Bogdan Matei, 16.02.2016, 16:23
La Costituzione della Romania postcomunista stipula che la liberà di espressione è garantita, e la censura è vietata. Il che non ha impedito però ai politici di tentare, ripetutamente, sin dagli anni ’90, di limitare il diritto della stampa di investigare i casi di corruzione, di accusare la simbiosi frequente tra l’amministrazione e gli ambienti mafiosi. Con l’apparizione di internet, delle reti sociali e dei blog, la classe politica è diventata ancor più vulnerabile.
Adesso, non solo i giornali e le tv, ma anche i cittadini possono svelare abusi, avviare campagne pubbliche, chiedere dimissioni. Il Partito Socialdemocratico, il più longevo partito al governo dopo la Rivoluzione anticomunista del 1989, con il più numeroso gruppo parlamentare attualmente e il cui nome è collegato al maggior numero di scandali di corruzione, è, tradizionalmente, il bersaglio prediletto sui media e su internet. Gli analisti affermano che, per questo motivo, non a caso proprio il leader socialdemcoratico, Liviu Dragnea, ha promosso ciò che viene chiamato “il ddl anti diffamazione”.
Sin dal principio, egli aveva affermato che il ddl promuove la tolleranza, la buona comprensione e l’armonia sociale, anzichè introdurre la censura. Il diritto dei gruppi minoritari e vulnerabili ad un’immagine positiva sarebbe, secondo Dragnea, la principale posta in gioco del ddl. Gli stessi analisti hanno risposto che, in fin dei conti, anche i politici corrotti sono un gruppo minoritario, reso vulnerabile, negli ultimi anni, dalle azioni dei procuratori e dalle sentenze dei giudici.

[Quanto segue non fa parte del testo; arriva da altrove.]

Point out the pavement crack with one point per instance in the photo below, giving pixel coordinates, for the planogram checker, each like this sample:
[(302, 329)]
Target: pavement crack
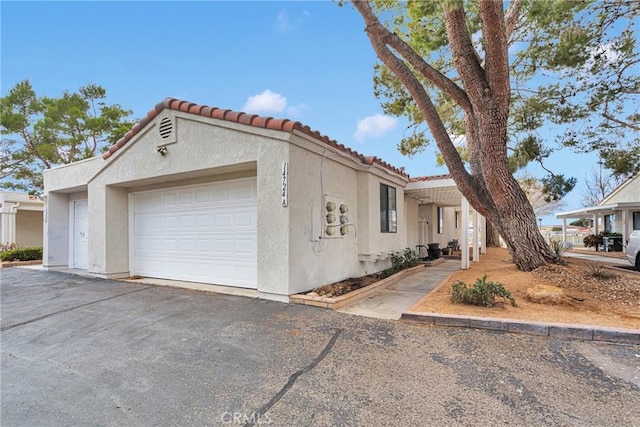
[(292, 379), (5, 328)]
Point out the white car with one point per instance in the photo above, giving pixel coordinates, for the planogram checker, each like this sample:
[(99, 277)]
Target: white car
[(633, 249)]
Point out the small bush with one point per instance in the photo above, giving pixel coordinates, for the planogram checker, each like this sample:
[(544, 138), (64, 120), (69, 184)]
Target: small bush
[(8, 246), (558, 247), (598, 239), (480, 293), (597, 271), (21, 254), (400, 261)]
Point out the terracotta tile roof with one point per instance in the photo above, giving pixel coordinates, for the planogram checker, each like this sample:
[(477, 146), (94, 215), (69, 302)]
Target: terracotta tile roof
[(246, 119), (431, 178)]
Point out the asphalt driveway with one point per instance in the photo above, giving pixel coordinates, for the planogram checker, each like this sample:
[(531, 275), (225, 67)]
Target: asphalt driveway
[(80, 351)]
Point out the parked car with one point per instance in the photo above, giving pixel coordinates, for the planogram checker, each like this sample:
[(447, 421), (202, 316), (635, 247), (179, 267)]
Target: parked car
[(633, 249)]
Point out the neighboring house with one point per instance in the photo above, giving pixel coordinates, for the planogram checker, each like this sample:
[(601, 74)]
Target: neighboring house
[(619, 212), (202, 194), (20, 219)]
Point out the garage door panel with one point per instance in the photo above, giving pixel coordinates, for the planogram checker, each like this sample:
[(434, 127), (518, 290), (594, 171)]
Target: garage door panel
[(205, 233)]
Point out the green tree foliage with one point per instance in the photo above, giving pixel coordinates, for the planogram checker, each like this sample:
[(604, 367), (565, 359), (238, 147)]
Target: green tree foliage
[(573, 66), (486, 70), (41, 132)]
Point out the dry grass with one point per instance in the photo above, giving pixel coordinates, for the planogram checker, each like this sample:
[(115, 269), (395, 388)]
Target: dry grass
[(613, 302)]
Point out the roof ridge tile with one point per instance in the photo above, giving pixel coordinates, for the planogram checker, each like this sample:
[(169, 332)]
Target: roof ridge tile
[(254, 120)]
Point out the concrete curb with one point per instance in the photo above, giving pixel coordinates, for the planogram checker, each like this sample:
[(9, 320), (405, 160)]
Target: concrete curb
[(7, 264), (557, 330)]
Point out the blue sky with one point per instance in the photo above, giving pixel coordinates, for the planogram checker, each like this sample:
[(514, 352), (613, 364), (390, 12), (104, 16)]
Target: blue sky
[(307, 61)]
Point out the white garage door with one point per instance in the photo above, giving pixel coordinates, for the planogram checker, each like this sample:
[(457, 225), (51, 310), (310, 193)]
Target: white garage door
[(204, 233)]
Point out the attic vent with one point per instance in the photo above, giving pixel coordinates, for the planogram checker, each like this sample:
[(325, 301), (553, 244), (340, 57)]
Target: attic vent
[(166, 128)]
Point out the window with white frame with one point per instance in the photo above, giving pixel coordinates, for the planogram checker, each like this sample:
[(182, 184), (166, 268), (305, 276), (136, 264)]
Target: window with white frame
[(388, 209)]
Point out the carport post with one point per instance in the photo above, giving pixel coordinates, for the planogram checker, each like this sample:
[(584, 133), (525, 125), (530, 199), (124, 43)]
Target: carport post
[(476, 237), (464, 235), (483, 227)]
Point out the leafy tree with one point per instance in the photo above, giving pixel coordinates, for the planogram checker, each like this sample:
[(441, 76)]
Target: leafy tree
[(40, 132), (598, 186), (447, 65), (536, 193)]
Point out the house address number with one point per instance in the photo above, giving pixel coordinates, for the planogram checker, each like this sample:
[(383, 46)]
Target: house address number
[(284, 192)]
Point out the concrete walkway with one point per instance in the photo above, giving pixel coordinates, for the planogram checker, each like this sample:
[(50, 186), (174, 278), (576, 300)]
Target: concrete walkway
[(598, 258), (394, 300)]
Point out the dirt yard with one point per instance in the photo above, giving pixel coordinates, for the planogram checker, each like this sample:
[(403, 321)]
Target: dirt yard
[(613, 302)]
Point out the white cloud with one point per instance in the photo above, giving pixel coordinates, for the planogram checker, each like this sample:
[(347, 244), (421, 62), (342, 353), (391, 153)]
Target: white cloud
[(266, 102), (269, 102), (285, 24), (374, 126)]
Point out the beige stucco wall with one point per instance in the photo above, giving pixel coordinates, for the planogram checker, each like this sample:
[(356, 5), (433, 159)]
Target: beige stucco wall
[(72, 176), (413, 226), (291, 258), (29, 228), (449, 230), (317, 175)]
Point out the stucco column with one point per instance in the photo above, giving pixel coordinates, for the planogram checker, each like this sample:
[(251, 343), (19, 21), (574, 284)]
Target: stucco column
[(56, 230), (108, 231), (483, 227), (464, 235), (625, 226), (8, 216)]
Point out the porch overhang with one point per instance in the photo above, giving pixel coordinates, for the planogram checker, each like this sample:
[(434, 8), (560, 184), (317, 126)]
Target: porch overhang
[(599, 210), (441, 190)]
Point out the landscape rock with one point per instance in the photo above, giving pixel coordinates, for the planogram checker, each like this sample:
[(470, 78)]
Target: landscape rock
[(545, 294)]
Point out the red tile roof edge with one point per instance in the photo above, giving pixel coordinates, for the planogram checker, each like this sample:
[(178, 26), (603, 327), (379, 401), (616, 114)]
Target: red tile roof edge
[(285, 125), (430, 178)]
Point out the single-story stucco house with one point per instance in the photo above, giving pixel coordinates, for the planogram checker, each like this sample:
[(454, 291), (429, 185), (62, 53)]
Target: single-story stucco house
[(202, 194), (21, 219), (619, 212)]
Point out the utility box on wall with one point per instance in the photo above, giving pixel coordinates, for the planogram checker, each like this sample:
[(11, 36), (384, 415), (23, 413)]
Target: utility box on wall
[(336, 217)]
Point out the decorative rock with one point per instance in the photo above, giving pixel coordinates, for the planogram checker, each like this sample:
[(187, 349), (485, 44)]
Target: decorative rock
[(545, 294)]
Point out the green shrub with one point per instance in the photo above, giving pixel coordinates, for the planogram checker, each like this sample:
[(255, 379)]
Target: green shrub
[(8, 246), (480, 293), (400, 261), (21, 254), (597, 240)]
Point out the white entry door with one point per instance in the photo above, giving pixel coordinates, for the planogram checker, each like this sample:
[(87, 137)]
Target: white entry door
[(203, 233), (80, 235)]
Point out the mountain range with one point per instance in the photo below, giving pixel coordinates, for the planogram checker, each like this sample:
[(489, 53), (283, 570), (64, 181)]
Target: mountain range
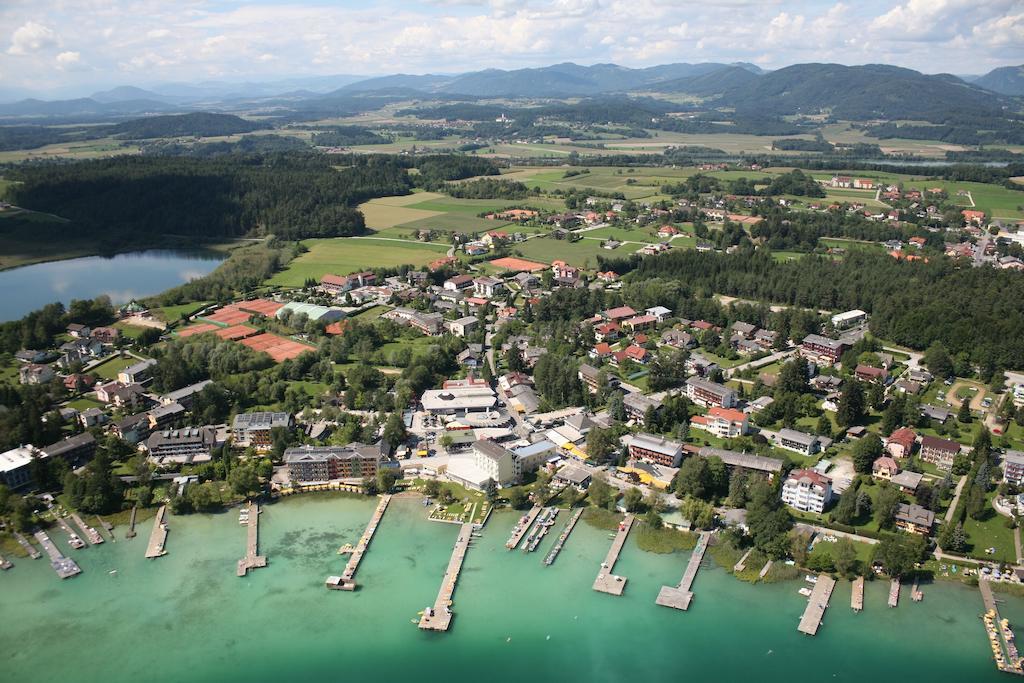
[(863, 92)]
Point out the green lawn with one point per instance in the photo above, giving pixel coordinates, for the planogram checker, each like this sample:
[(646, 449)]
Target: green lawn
[(345, 255)]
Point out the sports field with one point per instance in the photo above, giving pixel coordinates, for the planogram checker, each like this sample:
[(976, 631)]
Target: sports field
[(345, 255)]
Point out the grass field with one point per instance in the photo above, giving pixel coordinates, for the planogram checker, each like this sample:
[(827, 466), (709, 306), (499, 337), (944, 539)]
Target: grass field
[(345, 255)]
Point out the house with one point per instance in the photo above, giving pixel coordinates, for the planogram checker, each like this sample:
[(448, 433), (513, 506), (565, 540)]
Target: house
[(137, 372), (821, 349), (660, 313), (709, 393), (913, 518), (35, 374), (722, 422), (655, 450), (1013, 467), (487, 286), (807, 491), (254, 429), (939, 452), (791, 439), (463, 326), (869, 374), (318, 464), (637, 404)]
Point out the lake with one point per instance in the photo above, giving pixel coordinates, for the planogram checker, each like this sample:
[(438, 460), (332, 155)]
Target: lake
[(123, 278)]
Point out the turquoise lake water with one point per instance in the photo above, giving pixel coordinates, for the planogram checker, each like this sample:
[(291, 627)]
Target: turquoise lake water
[(123, 278), (186, 616)]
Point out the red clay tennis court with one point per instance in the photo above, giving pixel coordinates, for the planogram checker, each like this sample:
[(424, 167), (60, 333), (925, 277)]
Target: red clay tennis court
[(194, 330), (276, 347), (513, 263)]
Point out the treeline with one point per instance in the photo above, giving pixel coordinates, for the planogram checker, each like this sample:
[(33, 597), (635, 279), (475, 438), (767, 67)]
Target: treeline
[(487, 188), (975, 311), (340, 136), (293, 196)]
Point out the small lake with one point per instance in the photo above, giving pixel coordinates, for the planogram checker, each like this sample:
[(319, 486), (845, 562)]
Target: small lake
[(123, 278)]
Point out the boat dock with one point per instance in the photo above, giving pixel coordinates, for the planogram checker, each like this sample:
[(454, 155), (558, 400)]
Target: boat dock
[(522, 526), (90, 534), (894, 592), (439, 616), (679, 597), (607, 582), (557, 548), (346, 582), (131, 523), (1000, 636), (29, 548), (252, 560), (65, 566), (816, 604), (158, 538)]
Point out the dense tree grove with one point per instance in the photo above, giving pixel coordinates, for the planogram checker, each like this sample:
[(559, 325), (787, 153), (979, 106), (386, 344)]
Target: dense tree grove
[(977, 311)]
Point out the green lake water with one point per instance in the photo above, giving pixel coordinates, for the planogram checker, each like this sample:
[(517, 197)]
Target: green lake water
[(186, 616)]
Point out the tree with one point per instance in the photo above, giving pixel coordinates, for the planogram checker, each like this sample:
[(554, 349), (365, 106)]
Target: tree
[(866, 452), (845, 556), (633, 499)]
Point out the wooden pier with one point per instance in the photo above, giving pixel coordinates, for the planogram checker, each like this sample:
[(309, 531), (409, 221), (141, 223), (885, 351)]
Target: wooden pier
[(439, 616), (252, 560), (816, 605), (557, 548), (65, 566), (346, 582), (857, 596), (90, 534), (894, 592), (607, 582), (131, 523), (522, 526), (27, 545), (679, 597), (158, 538)]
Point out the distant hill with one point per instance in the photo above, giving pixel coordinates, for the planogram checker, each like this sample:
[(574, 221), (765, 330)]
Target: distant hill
[(1006, 80), (199, 124)]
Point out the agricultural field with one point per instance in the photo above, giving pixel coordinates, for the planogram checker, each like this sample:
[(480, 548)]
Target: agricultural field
[(345, 255)]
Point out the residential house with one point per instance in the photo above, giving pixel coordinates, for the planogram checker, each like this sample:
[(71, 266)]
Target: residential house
[(807, 491)]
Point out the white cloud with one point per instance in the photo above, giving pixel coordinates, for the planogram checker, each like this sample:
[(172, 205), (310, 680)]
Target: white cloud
[(32, 37)]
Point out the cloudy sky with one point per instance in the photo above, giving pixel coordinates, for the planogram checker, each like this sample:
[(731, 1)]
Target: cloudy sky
[(76, 45)]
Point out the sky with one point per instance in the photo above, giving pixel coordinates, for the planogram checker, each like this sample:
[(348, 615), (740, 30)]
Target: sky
[(75, 46)]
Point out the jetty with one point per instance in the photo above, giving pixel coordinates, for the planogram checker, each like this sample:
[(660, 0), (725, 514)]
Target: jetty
[(894, 592), (816, 604), (679, 597), (90, 534), (857, 597), (65, 566), (252, 560), (158, 538), (607, 582), (131, 523), (439, 616), (557, 548), (346, 582), (522, 526), (27, 545)]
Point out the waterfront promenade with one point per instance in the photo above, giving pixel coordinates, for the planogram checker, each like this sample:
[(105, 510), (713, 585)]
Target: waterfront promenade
[(346, 582), (158, 538), (679, 597), (439, 616), (607, 582), (815, 611), (65, 566), (252, 560)]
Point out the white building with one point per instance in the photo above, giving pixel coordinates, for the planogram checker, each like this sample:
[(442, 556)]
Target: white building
[(807, 491)]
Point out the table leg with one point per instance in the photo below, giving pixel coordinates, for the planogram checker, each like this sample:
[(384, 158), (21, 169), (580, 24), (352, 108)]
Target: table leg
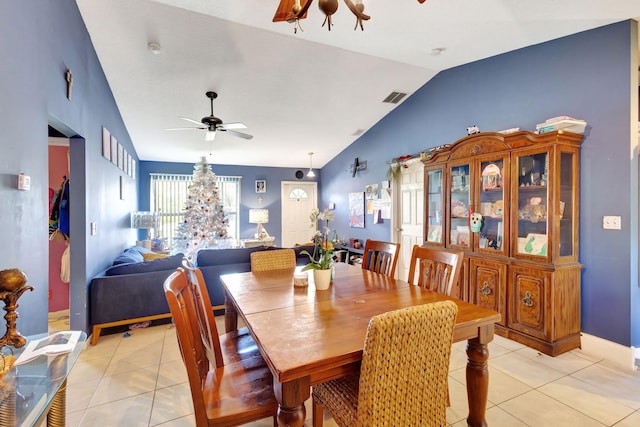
[(57, 413), (478, 377), (230, 315), (291, 397)]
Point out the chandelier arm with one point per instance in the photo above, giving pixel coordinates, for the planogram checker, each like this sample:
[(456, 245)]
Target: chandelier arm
[(358, 13), (302, 11)]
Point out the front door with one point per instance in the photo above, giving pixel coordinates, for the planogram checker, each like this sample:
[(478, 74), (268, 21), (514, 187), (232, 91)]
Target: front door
[(298, 199), (409, 213)]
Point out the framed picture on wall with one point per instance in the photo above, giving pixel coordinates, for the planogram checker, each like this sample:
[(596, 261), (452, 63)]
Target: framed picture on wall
[(356, 210), (120, 156), (114, 150), (106, 143)]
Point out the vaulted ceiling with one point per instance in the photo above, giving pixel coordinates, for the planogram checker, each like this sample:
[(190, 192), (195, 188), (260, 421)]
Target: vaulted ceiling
[(299, 91)]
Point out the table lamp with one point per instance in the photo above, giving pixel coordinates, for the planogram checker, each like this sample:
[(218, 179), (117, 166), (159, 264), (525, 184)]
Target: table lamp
[(145, 221), (259, 216)]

Un’esplosione di indignazione ha accompagnato l’annuncio che il ddl prevede che la diffamazione nello spazio pubblico, inclusivamente sulla stampa e sulle reti sociali, venga sanzionata con multe che variano da 200 euro ad oltre 20 mila euro (l’equivalente in lei). I principali sfidanti politici dei socialdemocratici, i liberali, hanno ammonito subito che, se il ddl, che hanno definito una legge della censura, passerà dal Parlamento, il PNL lo contesterà alla Corte Costituzionale.
La co-presidente del PNL, Alina Gorghiu, affermava che il ddl ha molti difetti, e, perciò, va bocciato, e che le discussioni dovrebbero partire da un’iniziativa legislativa pro-tolleranza. L’ambasciatore stesso degli Usa a Bucarest, Hans Klemm, si è sentito in dovere di intervenire. La tutela della libertà di espressione, anche quando l’espressione scelta offende, è un aspetto fondamentale di una società democratica sana — ha ricordato il diplomatico americano. Il presidente del PSD si è dichiarato, in fin dei conti, d’accordo con queste obiezioni ed ha annunciato che la definizione della diffamazione e le sanzioni previste per chi avrebbe violato la legge saranno eliminate dal testo. La proposta legislativa ha già un altro nome — la legge sull’assicurazione della tolleranza per le differenze di gruppo — e questo titolo andrà al dibattito della plenaria della Camera dei Deputati, che ha il potere decisionale. (traduzione di Adina Vasile)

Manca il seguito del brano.